Another finding of interest is that the median length of clomiphene use within this cohort was only 3.6 months. Ross et al [15] found that approximately 66% of patients on clomiphene had a semen parameter that responded by 3 months, but that the remainder required 6 to 15 months. It is unclear why the men in this cohort discontinued clomiphene therapy so early, but possible reasons include a lack of perceived efficacy, intolerance of side effects, achievement of pregnancy, or elective use of assisted reproduction.

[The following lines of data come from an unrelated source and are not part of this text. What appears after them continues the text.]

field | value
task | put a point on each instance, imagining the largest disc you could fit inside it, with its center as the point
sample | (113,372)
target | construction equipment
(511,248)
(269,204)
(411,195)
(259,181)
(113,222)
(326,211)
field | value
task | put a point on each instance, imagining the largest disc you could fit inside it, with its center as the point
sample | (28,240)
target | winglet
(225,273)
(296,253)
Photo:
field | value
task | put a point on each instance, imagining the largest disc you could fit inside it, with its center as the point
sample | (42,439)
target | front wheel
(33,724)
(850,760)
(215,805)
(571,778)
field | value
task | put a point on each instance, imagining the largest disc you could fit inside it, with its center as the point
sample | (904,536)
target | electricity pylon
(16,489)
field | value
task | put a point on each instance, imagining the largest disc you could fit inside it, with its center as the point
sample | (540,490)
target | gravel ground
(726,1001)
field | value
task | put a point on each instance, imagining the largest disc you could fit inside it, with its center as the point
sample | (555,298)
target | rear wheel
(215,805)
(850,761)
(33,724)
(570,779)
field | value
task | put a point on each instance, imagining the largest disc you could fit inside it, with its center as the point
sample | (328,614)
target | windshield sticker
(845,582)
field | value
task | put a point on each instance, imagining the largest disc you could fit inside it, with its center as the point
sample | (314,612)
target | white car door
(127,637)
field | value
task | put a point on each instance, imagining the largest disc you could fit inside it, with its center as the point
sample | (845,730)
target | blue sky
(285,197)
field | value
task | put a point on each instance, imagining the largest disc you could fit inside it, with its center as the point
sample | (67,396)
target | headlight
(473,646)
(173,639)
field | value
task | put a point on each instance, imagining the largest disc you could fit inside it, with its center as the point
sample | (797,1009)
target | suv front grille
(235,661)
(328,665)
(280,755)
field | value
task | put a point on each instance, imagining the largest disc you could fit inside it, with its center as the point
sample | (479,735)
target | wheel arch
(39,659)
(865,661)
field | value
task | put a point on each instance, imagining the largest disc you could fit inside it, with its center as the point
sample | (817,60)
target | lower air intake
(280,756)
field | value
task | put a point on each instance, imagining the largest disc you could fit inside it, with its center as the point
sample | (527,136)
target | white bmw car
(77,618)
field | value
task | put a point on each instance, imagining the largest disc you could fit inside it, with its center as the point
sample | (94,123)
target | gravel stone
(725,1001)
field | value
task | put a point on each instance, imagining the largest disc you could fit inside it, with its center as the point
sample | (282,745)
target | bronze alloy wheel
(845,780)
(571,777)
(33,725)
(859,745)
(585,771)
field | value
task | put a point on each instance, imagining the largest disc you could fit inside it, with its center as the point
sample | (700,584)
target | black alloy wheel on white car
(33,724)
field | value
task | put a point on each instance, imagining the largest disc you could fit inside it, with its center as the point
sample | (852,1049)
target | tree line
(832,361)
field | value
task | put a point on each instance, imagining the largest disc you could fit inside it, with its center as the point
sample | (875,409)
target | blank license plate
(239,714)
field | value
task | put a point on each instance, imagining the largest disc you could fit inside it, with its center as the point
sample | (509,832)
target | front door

Importantly, the results from this study indicate a low rate of side effects due to clomiphene use in men. Specifically, clomiphene use does not appear to be associated with an increased rate of thrombotic events, vision problems, liver disease, or nausea. Furthermore, clomiphene use in this study showed decreased rates of gynecomastia, mental disorders, skin disorders, and hypertension; however it is important to note that the event rate for these side effects was low and it would be premature to suggest clomiphene as a treatment for such conditions. Overall, our study reinforces the conclusion of the Moskovic study [12] that demonstrated good long-term efficacy and safety of clomiphene use in men.

A major strength of this study is the large size of the national database from which the cohort is derived. Over 12,000 men who used clomiphene were identified over a 14-year period. For a generic medication that is used for non-FDA-approved indication, it would be difficult to support a RCT. Thus, a retrospective study involving a large volume of patients can be uniquely informative. The longitudinal collection of data additionally facilitates the observation of chronological trends in clomiphene usage.

This study is subject to limitations. First, while the MarketScan Database is a large and nationally representative, it encompasses only those services rendered via insurance claims, and does not reflect self-pay services (such as some medications obtained from compounding pharmacies). In the US, there is variable coverage for male infertility services [16,17]. As a result, the patterns of diagnostic testing and prescriptions for the self-pay population may not be reflected by this study. Second, this study relies on the accuracy of coding and claims data. While there is financial incentive for physicians to code completely and comprehensively, this may not occur for all patient encounters and may impact the associated diagnoses and laboratory testing. A third limitation is the lack of detailed prescribing information in the MarketScan Database. For example, because the optimal dosage schedule for clomiphene has not been established, and prescribers vary in their dosing regimens. Finally, the database does not list the reason for discontinuation of clomiphene or indicate whether infertile male patients prescribed clomiphene achieved the primary goal of clinical pregnancy.

CONCLUSIONS

This study demonstrates a rising prevalence and no associated adverse events in the usage of clomiphene for the treatment of male infertility in a large contemporary US cohort. The variability in associated diagnoses, diagnostic testing, and duration of treatment suggests a need for greater awareness of the proper evaluation and treatment of the infertile male with this medication.

Footnotes

Conflicts of Interest: The authors have no potential conflicts of interest to disclose.